There's a common misconception that artists have a monopoly on creativity...But the very act of making waves - no matter the career - is a creative one. The Chase Jarvis Live Show is an exploration of creativity, self-discovery, entrepreneurship, hard-earned lessons, and so much more. Chase sits down with the world's top creators, entrepreneurs, and thought leaders and unpacks actionable, valuable insights to help you live your dreams in career, hobby, and life.
ABOUT THIS EPISODE:
Building Charisma with Non-Verbal Cues
Is charisma a born trait? Or can it be learned? On today’s episode, Vanessa Van Edwards—a renowned expert on social skills and interpersonal intelligence is in the building with a toolbox of techniques and non-verbal cues that will supercharge your communication.
“I used to think you’re either born with charisma, or you’re not. Then I stumbled upon research that showed highly charismatic people have a very specific blend of two traits that can be learned,” she said, referring to studies by Susan Fisk and her team.
Those traits are warmth and competence, explains Vanessa, whose new book, “Cues: Master the Secret Language of Charismatic Communication.”
Quoting Fisk, Vanessa added that 82% of our judgments are based on these two qualities. It turns out analyzing warmth and competence is wired into humanity due to its importance in social interaction and survival.
What body language tells us when we communicate
The very first question we ask about someone we meet is: Can I trust you? To answer that question, Vanessa explains, we pay attention to verbal and non-verbal “cues” that signal warmth and tell us if the other person likes us and is honest with us. She defines cues as “the tiny signals we send to others 24/7 through our body language, facial expressions, word choice, and vocal inflection.”
The second question is: Can I rely on you? “The faster we can answer these questions, the faster we can connect with people,” she said, adding that her team’s analysis of around 500 startup pitches on the business reality TV show “Shark Tank” for her new book supports that argument. They found that the successful pitchers quickly established trust and credibility.

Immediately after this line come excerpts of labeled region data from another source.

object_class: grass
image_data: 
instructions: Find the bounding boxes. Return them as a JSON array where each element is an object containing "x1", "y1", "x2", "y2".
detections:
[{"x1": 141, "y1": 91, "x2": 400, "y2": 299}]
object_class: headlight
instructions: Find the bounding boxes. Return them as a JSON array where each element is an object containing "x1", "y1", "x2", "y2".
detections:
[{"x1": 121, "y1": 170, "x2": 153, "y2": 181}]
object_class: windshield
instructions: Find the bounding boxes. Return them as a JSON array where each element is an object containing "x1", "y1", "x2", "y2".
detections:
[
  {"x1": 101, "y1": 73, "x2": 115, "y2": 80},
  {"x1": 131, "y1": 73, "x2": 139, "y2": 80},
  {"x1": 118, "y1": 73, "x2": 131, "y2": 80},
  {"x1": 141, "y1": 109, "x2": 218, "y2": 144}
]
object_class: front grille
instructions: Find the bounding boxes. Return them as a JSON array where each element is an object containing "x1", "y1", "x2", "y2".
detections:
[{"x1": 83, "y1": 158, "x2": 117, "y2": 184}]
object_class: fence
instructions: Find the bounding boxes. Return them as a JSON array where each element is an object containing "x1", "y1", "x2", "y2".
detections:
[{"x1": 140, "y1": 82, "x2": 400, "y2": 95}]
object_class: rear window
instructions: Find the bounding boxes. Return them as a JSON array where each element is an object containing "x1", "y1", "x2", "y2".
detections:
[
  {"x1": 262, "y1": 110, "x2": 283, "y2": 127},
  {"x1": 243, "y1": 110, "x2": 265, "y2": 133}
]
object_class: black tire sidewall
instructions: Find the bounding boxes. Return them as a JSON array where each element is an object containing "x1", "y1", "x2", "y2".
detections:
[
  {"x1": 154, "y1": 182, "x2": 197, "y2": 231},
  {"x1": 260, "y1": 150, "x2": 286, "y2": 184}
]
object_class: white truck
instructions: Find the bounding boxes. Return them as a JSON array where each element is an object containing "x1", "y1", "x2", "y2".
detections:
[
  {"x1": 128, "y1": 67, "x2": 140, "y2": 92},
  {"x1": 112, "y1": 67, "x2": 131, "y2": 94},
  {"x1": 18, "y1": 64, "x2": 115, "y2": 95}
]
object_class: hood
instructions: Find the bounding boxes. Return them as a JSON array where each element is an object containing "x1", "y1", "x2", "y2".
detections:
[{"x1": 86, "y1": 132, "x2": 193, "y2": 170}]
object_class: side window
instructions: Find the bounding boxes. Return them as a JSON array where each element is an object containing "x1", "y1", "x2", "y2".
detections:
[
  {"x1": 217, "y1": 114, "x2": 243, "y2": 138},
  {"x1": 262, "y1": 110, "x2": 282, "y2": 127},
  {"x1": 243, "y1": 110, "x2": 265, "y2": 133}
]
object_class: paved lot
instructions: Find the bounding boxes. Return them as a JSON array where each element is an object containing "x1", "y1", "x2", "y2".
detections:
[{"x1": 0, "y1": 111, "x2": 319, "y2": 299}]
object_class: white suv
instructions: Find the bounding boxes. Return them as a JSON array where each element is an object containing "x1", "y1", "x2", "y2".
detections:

Vanessa—the lead investigator at her behavior research lab, Science of People—said one of the biggest mistakes that even very smart people make is stifling their cues because they assume their silence will make them seem more powerful.
But if we’re not expressive, the other person cannot answer the questions we talked about earlier, she added.
According to her, we can adjust the traits of warmth and competence for different audiences.
“For example, if we’re trying to hold the attention of some new folks, warmth is a characteristic we want to escalate. And if we’re trying to impress our boss, we need to maintain warmth but also demonstrate competence.”
Can we communicate effectively in the Zoom era?
I was curious to know if we can still communicate effectively and give and receive social cues in today’s digital world where most meetings take place online. According to Vanessa, it’s a myth that cues are less important on a video call. In fact, they’re more important because we’re dealing with a smaller amount of input. “We get burnt out faster on video calls because our brain is working harder to figure out if we can trust and rely on someone.” But the good news is when we have fewer inputs, it’s easier to work with what we have.
The importance of our body language can’t be underestimated, according to researchers such as body language expert Albert Mehrabian. His 7-38-55 rule states that 7% of meaning is conveyed by the spoken word, 38% by tone of voice, and 55% by body language.
Always love learning these practical tips from Vanessa that helps us become a more charismatic and effective communicators, whether you’re at the grocery store, on a date, or pitching on Shark Tank.